Bom, então quero que me diga quais são os mais
urgentes, para os classificar por ordem de
prioridades.
A informação
não poderia ser mais precisa:
Todos
estes processos estão para despacho urgente, senhora
doutora.
Mas os
mais urgentes...
São
todos muitíssimo urgentes!
A funcionária
simpática, de cabelo curto e óculos quedou-se junto
à porta, semi-aberta, em que se apoiava. O seu rosto
permanecia expectante, e mantinha-se impassível,
como anteriormente. Não se vislumbrava, agora, a
sombra de um sorriso. Mas também não se detectava
ironia ou sarcasmo na sua atitude. Informara,
simplesmente, como devia informar. Competentemente.
Por momentos,
aquela figura esguia e impávida tornou-se desfocada,
ténue, trémula, na visão da sua interlocutora,
sentada na cadeira, do lado de cá da secretária.
Uma vertigem
ensombrou-lhe o cenário de paredes de azulejo de
casa-de-banho e processos, dezenas de processos,
centenas de processos, às pilhas, em torres e
arranha-céus, aos montes e vales, em planaltos que a
cercavam, ameaçadores, de todos os lados.
Gradualmente,
tudo escureceu, e assim se manteve por escassos
segundos.
Depois, a
paisagem foi-se recompondo, readquirindo cor, e o
azul das capas de cartolina uma vez mais lhe recordou
o mar, ondeante mas suave, quase tranquilo, a
acariciar as margens esverdeadas, em cerâmica.
Quando voltou a
observar a funcionária, já os seus contornos
apareciam perfeitamente definidos, e as palavras,
emanadas da sua boca, revelavam-se espantosamente
claras:
Se a
senhora doutora o desejar, amanhã coloco-lhe sobre a
secretária os processos para despacho de mero
expediente, que são os mais rápidos, propôs.
Hoje não, que está na hora da saída. Mas
amanhã a senhora doutora depacha uns dez processos.

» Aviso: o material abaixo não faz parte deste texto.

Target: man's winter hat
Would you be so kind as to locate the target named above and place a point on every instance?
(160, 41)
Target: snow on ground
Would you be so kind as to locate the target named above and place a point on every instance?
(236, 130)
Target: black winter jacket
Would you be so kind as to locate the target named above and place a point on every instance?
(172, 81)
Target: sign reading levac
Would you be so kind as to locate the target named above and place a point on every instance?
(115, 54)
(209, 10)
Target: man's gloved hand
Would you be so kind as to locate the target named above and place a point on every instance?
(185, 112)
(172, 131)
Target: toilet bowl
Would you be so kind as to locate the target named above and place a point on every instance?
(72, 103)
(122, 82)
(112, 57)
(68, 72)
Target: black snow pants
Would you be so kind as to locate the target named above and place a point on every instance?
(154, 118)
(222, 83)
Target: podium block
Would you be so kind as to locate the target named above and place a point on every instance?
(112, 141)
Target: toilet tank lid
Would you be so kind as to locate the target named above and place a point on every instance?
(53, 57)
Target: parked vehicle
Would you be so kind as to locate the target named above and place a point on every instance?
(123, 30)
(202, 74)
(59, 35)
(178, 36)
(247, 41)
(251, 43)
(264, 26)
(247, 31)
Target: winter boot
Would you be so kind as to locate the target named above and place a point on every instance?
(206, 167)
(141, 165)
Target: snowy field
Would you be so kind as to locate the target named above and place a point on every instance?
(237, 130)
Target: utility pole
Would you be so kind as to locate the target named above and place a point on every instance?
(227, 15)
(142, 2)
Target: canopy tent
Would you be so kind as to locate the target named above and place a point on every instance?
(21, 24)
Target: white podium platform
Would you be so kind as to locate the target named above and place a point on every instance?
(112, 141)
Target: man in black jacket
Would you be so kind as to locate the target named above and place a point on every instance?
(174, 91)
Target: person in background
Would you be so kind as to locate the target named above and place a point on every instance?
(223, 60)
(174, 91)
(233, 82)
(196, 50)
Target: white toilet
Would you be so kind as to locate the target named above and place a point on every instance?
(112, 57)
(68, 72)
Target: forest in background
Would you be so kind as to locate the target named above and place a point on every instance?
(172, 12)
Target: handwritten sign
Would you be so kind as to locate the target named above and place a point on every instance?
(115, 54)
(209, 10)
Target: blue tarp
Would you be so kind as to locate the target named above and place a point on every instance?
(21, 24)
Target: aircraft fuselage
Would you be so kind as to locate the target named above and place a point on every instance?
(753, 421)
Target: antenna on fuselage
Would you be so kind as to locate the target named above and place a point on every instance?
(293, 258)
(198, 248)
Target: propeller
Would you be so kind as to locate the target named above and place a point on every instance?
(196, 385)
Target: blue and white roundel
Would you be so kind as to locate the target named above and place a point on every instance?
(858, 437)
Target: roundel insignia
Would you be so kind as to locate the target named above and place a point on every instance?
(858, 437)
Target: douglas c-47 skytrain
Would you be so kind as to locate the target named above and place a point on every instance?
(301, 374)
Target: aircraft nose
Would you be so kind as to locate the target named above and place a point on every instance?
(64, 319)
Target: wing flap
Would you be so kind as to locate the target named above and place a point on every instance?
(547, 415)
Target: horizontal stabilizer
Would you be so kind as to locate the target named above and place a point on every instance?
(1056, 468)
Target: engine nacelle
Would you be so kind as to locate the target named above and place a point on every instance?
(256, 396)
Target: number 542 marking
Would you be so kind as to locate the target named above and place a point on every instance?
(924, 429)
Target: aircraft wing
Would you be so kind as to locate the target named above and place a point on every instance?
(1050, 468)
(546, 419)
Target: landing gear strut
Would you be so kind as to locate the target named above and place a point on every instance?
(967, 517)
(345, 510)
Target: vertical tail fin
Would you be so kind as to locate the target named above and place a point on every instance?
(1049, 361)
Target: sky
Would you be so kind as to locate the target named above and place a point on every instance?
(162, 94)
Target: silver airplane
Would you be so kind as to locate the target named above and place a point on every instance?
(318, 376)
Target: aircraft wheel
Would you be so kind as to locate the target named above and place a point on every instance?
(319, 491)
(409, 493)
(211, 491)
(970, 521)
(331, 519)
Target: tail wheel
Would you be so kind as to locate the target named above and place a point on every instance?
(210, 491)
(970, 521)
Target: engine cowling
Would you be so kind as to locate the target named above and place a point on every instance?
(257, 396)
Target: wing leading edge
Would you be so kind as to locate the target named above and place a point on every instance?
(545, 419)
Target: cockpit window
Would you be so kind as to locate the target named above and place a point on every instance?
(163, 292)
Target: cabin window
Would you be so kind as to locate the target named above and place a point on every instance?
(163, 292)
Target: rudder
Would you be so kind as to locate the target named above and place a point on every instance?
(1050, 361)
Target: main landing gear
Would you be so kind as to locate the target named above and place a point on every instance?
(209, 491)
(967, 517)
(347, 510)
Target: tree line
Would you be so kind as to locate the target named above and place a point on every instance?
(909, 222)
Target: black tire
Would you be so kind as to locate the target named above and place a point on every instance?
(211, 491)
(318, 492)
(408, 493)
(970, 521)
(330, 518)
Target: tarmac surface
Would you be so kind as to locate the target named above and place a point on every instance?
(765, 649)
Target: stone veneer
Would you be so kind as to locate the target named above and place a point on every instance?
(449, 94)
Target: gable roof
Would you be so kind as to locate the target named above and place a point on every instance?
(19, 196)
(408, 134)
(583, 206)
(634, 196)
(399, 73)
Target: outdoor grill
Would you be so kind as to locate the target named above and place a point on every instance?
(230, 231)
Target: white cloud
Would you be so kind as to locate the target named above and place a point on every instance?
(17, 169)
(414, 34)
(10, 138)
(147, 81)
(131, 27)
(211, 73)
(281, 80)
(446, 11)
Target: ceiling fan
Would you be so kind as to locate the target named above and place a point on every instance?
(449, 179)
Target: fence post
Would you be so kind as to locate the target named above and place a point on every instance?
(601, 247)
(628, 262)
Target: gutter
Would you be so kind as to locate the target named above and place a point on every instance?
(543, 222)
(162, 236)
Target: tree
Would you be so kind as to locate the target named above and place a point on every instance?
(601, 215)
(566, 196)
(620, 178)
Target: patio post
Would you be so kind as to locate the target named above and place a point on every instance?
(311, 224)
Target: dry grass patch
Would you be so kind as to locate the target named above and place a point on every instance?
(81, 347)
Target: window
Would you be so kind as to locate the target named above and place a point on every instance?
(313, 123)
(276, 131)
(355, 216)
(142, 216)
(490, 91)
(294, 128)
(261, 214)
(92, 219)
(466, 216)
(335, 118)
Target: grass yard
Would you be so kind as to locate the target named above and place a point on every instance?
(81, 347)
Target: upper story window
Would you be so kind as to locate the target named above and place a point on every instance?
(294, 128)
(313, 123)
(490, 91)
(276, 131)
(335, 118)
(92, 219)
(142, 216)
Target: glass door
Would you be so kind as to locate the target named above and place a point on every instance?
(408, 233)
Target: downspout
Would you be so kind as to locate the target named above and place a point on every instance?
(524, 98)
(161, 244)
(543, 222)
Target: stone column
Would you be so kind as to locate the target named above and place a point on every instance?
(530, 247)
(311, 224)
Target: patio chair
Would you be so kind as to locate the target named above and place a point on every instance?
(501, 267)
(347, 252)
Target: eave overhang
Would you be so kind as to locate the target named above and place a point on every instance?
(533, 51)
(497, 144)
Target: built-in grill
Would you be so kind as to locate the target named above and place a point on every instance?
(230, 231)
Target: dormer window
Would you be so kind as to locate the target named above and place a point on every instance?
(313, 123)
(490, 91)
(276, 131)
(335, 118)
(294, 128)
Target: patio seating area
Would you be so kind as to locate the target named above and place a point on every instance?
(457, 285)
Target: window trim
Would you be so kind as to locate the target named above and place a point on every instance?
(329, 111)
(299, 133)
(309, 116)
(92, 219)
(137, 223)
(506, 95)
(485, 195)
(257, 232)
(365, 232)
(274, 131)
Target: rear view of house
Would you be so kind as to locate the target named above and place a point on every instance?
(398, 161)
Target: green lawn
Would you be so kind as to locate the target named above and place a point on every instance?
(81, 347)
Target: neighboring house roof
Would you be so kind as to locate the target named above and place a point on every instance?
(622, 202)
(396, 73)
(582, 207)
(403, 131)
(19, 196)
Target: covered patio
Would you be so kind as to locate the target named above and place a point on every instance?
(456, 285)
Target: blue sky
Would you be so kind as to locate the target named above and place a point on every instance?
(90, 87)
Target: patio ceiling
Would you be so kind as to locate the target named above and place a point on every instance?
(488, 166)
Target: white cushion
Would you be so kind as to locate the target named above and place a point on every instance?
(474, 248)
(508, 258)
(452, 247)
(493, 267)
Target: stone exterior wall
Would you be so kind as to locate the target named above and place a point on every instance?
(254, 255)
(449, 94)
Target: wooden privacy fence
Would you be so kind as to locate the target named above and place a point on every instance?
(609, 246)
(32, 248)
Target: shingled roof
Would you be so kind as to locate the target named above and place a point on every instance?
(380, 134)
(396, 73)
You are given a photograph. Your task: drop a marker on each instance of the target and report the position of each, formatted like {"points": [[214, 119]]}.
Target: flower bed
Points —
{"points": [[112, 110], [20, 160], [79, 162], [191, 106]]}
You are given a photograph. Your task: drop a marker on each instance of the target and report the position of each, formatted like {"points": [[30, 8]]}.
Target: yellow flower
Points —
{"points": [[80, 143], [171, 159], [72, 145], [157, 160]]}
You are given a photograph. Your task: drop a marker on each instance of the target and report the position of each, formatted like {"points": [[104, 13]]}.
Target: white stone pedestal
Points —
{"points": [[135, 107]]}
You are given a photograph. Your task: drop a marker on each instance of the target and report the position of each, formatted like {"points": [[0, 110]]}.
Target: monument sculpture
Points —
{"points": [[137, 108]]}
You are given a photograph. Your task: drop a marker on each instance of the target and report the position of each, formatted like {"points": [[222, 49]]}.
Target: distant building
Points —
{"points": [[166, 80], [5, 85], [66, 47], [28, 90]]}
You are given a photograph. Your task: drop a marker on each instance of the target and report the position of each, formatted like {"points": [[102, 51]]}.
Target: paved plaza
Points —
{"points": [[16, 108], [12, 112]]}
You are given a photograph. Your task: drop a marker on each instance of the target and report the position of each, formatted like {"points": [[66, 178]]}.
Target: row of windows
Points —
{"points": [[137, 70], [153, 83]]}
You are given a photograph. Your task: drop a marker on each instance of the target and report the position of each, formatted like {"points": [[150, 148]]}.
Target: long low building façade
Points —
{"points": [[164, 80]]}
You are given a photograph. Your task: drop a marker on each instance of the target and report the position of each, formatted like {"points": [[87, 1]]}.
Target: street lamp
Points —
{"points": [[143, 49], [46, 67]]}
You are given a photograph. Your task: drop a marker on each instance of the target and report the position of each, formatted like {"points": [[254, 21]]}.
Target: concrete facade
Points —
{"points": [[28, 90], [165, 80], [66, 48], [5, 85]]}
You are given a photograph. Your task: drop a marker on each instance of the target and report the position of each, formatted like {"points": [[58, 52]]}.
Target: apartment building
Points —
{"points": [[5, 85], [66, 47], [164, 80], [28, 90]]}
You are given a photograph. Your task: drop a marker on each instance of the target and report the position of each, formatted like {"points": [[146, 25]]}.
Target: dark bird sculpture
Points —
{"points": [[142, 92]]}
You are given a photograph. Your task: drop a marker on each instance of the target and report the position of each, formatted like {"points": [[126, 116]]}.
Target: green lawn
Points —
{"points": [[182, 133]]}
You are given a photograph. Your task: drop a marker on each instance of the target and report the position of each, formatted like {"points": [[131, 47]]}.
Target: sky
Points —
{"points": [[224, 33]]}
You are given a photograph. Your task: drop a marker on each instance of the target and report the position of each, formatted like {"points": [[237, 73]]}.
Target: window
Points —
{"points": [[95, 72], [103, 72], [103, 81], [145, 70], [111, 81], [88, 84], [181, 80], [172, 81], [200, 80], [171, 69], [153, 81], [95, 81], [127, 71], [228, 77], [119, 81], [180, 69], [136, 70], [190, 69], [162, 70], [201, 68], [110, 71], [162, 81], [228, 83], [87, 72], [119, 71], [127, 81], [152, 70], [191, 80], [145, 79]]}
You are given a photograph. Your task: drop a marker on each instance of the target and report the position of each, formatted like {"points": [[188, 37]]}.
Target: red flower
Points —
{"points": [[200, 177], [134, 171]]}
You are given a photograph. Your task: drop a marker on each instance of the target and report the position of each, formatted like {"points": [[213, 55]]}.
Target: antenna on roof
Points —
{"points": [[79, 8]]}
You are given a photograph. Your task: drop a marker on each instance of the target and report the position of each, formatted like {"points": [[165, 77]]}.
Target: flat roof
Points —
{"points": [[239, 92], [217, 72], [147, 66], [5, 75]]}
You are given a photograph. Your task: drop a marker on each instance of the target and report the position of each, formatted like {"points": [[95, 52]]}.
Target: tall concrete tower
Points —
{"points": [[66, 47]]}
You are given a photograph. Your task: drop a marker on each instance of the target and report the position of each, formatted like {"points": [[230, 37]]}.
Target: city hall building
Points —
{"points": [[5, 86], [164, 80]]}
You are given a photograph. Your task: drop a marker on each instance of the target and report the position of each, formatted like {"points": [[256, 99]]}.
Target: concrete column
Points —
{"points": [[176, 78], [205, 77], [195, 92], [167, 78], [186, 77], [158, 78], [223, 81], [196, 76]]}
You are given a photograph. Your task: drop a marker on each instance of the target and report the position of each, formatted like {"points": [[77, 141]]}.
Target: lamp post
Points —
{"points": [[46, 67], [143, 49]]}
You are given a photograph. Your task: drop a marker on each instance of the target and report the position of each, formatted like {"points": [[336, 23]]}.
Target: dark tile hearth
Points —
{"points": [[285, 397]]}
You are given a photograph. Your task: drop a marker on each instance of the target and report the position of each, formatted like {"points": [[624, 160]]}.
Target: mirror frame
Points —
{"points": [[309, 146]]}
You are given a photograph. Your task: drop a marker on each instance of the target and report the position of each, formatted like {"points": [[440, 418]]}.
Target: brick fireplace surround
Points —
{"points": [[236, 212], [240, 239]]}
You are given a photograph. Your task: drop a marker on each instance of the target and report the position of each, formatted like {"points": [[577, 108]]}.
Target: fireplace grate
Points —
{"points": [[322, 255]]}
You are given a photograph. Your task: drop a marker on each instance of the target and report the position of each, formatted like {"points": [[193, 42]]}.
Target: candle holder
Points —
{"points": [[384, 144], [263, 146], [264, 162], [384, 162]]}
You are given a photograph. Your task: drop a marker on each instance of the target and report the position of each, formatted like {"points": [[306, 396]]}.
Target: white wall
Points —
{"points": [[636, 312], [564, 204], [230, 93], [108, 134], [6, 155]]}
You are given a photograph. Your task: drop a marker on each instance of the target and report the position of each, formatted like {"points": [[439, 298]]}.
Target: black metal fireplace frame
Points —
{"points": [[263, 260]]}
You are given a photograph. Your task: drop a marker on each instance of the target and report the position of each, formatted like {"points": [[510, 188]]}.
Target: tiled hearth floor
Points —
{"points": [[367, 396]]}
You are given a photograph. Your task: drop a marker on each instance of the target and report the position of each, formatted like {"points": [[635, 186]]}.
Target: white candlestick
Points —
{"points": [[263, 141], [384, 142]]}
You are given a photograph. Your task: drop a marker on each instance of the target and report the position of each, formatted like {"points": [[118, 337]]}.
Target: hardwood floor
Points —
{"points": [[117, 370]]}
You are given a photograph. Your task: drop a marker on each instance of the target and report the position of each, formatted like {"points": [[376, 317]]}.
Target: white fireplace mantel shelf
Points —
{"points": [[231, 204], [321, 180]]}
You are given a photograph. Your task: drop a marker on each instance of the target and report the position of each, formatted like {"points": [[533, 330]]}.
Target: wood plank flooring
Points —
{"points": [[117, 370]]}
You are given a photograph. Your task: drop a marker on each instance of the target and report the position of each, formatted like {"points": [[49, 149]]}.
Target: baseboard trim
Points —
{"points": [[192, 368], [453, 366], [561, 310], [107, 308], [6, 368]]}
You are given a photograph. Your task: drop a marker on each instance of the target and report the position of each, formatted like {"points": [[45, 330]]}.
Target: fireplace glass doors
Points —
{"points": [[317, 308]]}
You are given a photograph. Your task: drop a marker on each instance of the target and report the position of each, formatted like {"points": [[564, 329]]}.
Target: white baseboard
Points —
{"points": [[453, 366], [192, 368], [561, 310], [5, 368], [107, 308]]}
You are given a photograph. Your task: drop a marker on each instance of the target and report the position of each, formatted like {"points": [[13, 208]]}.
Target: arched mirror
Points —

Depois de amanhã mais dez...
E os
outros...
A funcionária
permitiu-se sorrir, com genuína simpatia.
Os outros
estão cá há muito! São decisões difíceis e
resolvem-se com o tempo.
Sim...
Sentia empatia
no outro extremo do aposento, junto à entrada.
Se a
senhora doutora não precisar de mais nada, então,
saio.
Obrigada,
não preciso, não. Até amanhã.
Até
amanhã, senhora doutora.
Ao olhar para o
relógio percebeu que estava na hora de, também ela,
sair. Precisava de ir buscar a Clara, que acabava as
aulas às seis e meia, nesse dia.
Apanhou a bolsa
e a pasta, dirigiu-se à porta e, antes de apagar a
luz, ainda lançou um olhar sobre o minúsculo
gabinete que lhe fora atribuído. Sentia-se um pouco
atordoada, mas recuperava com surpreendente rapidez.
Já no corredor,
apercebeu-se de que, sem que o tivesse notado
(provavelmente o caso dera-se quando, afanosamente,
carregava processos de um lado para o outro do
gabinete) haviam colocado uma placa na sua porta.
Um colega, que
passava nesse momento, cumprimentou-a delicadamente,
e do outro extremo, além guarda-vento, a
funcionária simpática, levando no braço um enorme
guarda-chuva vermelho, saudou-a com respeito e
estima.
Ainda teve tempo
de reler as palavras escritas na pequena placa de
cobre, antes de alcançar o elevador:
Juíza
de Direito.
Ao impacto
inicial, seguiu-se uma sensação estranha,
indefinível: Seria orgulho? Felicidade? Medo?
Horror?
Pelo espírito
passou-lhe, fugaz, o traçado lugubre das janelas
estreitas, rentes ao tecto manchado de humidade, e
visualizou os estranhos esforços de equilíbrio de
um vulto absurdo que fugia pela sanca exterior do
edifício...
Mas afastou o
pensamento. Correu, sob a chuva forte, até ao
automóvel. Abriu a porta, sentou-se, atirou a pasta
e a bolsa para o banco traseiro, e apertou o cinto.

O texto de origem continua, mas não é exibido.